Let's Spend Some Love[Album]
08/04/2003
(Pias/Pias)

Il faut avouer que cela fait une paye que l’on s’était attardé sur Jim Murple Memorial, pourtant un des meilleurs représentants du rocksteady français. Pour nous rattraper, nous vous présentons le dernier album en date du combo qui ne vient en rien ternir sa forte réputation hexagonale gagnée à force de centaines de concerts et d’albums époustouflants

Toujours marqué par un son très roots faisant partie intégrante de sa personnalité musicale, la musique des parisiens soutient toujours aussi efficacement ses racines. Se démarquant remarquablement d’une certaine scène ska française à bout de souffle, il faut avouer que l’écoute d’un tel disque ne peut que redonner envie de se replonger dans cette vibration à contre temps.

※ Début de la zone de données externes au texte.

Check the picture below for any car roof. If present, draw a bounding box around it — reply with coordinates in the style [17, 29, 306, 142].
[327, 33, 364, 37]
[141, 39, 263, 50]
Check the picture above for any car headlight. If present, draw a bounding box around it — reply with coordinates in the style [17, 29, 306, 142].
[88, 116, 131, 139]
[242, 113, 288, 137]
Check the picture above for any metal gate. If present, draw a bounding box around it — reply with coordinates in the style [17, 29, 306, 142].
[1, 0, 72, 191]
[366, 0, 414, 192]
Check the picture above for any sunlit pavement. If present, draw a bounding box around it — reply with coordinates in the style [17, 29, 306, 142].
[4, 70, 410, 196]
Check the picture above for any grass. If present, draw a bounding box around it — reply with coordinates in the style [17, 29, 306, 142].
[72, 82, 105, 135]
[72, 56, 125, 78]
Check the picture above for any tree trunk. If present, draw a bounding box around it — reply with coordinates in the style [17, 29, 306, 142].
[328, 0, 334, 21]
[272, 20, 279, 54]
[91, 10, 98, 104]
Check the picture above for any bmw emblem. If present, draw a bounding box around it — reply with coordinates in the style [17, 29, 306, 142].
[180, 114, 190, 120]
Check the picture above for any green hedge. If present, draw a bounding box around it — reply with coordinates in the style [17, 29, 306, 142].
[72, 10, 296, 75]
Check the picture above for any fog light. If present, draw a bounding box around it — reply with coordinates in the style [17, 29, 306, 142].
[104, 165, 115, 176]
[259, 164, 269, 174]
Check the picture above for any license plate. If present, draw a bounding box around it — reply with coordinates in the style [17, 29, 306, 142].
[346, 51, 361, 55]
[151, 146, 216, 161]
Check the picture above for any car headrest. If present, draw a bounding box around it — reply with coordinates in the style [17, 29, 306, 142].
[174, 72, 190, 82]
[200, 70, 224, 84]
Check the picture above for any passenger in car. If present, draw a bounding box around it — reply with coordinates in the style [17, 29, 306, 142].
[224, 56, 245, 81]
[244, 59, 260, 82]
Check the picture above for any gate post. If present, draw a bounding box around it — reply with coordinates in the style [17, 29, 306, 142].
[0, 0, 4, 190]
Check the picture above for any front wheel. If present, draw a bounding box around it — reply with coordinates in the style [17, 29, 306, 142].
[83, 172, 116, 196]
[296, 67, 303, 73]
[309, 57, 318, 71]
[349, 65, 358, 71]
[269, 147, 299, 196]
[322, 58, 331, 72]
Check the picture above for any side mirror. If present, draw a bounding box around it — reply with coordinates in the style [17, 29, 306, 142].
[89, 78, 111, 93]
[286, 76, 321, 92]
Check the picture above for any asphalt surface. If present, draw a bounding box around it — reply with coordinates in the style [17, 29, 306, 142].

Naviguant entre rocksteady, ska, reggae, rythm n’blues et même quelques accents calypso, Jim Murple Memorial s’approprie la place de référence en la matière notamment grâce à un feeling irréprochable illustré en particulier par un chant féminin toujours aussi prenant et source de frissons mais aussi par des compositions savamment dosées ou chaque instrument remplit son rôle sans jamais provoquer d’indigestion. Tout le long de ces 19 titres (dont 16 originaux), on se plait ainsi à retourner quarante ou cinquante ans en arrière, lorsque lors d’une soirée d’été à la Nouvelle Orléans, les Skatalites et Fats Domino auraient pu ensemble n’accoucher que du meilleur

Ayant une place plutôt confortable au sein du patrimoine musical français, Jim Murple Memorial vient rappeler à tout son petit monde et aux autres, que leur passion pour cette musique d’antan est toujours avide de faire danser les foules dans une ambiance des plus chaleureuses. “Let’s Spend Some Love” ne pouvait trouver meilleur titre et ne mérite plus que quelques paires d’oreilles supplémentaires pour dormir sur les deux siennes.